海外におけるNFCのトライアルや事例がぼつぼつと出てきているが、端末ベンダーや携帯事業者の努力もむなしくなかなか離陸していない。読み取り機などインフラ側の問題と思っていたが、ロンドンの地下鉄やバスで利用できる非接触ICカード「Oyster Card」を提供するTfL(Transport for London)によると、NFC搭載の携帯電話を利用した乗車券サービスを開始するには、ある重要な問題を解決する必要があるという。
同社で6年前からOyster Card事業を担当しているShashi Verma氏が、地元のモバイルイベントで明かした話を今回は紹介する。
ICカードによる乗車券自体は
ロンドンでも完全に定着している
ロンドンの地下鉄は19世紀からある世界最古のもので、1200万人のロンドン市民、そして観光客の足代わりとなっている交通インフラだ。だが多くの公共機関がそうであるように、ロンドンの地下鉄網も100年以上前と同じネットワークで利用者数だけが増加の一途をたどっている。
利用者数増加に対応するためには効率化しかない。そして効率化を期待して2003年に導入したのがOyster Cardだ。現在、チップにはNXP社の「MIFARE DESFire」(ISO/IEC 14443 type A/B互換)を採用している。
TfLは普及を進めるため、Oyster Card利用時の運賃を下げたり、地下鉄とバス以外にも旅客鉄道のネットワークである、National Railなどにも拡大するなどの促進策をとった。これらが奏功し、現在Oyster Cardの利用者は800万人に達しているという。現在は旅行者でも自動販売機で簡単にOyster Cardを購入できる(デポジットの5ポンドはカードを返却すると戻ってくる)。

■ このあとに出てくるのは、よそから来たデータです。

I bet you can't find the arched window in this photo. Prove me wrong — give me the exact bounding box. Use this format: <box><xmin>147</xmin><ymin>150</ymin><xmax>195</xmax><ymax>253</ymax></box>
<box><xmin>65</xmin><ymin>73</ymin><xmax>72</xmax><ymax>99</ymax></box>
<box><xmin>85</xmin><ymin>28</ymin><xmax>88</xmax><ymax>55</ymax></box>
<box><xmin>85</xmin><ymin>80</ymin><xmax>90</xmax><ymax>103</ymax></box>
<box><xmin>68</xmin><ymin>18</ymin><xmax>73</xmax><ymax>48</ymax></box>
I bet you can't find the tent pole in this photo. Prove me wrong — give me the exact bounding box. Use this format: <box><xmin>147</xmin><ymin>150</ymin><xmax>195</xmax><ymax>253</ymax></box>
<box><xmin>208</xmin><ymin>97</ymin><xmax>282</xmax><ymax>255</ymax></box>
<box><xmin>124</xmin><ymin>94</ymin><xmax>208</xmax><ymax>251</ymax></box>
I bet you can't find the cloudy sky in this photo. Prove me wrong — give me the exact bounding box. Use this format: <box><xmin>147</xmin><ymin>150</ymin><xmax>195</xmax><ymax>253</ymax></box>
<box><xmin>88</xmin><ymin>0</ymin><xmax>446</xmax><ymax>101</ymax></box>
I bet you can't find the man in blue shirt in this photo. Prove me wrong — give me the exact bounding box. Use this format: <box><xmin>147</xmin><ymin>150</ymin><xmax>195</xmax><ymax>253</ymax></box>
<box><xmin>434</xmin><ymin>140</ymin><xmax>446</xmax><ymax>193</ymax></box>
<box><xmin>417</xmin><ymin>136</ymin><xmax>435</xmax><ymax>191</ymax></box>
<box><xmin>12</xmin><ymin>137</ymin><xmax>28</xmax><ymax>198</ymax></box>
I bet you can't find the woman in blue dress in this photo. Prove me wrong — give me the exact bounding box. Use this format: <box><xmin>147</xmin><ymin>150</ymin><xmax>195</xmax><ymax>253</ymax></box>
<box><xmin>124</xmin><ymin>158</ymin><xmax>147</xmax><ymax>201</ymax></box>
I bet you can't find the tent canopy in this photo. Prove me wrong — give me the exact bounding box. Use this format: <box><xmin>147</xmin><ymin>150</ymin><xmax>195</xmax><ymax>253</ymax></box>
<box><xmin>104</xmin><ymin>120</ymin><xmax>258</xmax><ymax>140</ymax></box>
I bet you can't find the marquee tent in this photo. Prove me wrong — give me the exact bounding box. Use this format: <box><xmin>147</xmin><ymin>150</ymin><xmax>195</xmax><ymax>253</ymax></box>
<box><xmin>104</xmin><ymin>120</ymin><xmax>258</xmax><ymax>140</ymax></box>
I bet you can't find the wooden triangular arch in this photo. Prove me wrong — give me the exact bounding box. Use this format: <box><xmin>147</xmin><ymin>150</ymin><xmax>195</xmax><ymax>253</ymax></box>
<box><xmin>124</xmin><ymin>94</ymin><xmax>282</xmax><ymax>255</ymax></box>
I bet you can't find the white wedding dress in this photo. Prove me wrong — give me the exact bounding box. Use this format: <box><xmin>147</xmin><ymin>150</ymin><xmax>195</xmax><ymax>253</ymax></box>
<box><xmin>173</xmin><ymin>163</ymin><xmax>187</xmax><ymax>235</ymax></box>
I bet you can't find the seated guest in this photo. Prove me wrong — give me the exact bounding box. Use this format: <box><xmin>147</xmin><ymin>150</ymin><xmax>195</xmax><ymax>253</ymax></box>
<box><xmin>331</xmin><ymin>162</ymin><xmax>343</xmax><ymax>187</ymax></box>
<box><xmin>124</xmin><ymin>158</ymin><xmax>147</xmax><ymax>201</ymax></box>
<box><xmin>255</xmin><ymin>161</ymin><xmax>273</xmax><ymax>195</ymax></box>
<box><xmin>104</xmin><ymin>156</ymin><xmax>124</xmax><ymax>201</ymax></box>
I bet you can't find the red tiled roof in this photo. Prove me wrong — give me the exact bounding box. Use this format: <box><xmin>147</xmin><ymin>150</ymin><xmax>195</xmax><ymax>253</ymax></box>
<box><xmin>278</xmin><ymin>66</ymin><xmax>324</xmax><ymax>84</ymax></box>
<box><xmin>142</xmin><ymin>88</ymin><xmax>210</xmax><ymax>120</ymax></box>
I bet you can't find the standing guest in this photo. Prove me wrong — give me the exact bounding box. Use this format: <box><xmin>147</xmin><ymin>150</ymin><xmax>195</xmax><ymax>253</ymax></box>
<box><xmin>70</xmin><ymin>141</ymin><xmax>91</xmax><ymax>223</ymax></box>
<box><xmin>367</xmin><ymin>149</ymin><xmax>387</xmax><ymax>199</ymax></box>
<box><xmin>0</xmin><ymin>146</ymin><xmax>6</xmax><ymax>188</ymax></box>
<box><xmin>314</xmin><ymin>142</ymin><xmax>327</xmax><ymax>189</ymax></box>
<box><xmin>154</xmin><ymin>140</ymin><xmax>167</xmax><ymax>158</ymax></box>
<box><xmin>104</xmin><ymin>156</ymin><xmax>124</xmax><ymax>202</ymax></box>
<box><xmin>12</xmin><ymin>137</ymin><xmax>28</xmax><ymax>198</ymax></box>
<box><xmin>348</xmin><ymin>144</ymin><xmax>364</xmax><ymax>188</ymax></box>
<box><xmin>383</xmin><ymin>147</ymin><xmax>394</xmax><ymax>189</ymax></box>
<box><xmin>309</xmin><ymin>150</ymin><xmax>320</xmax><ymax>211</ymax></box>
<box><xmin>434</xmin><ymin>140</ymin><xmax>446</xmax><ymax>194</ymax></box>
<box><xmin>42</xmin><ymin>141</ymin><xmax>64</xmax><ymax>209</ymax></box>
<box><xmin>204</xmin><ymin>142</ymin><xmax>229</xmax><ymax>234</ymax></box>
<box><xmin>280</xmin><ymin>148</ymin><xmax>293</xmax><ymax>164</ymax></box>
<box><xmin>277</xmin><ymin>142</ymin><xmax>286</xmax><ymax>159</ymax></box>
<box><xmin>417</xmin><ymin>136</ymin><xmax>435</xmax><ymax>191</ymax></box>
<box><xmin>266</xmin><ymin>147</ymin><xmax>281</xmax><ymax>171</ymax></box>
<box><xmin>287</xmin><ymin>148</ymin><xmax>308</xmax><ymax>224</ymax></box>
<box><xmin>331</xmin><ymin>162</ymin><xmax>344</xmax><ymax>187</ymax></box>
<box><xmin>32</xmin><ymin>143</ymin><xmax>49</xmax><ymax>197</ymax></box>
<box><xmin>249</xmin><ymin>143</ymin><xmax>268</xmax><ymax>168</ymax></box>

拡大戦略の方策として、当然ながら携帯電話への機能統合も視野に入ってくる。すでに2007年から2年間、NFCを搭載する携帯電話を利用してのトライアルも2回行っている。利用したのはNFC対応のSymbian端末である「Nokia 6131」で、1回目のトライアルではOyster Cardとして、2回目のときはOyster Cardに加え、カフェでの決済などエコシステムを拡大して行ったという。「ユーザーの反応はとてもよかった。92%のユーザーがモバイルOyster Cardが商用化されれば使うと回答した」とVerma氏は述べた。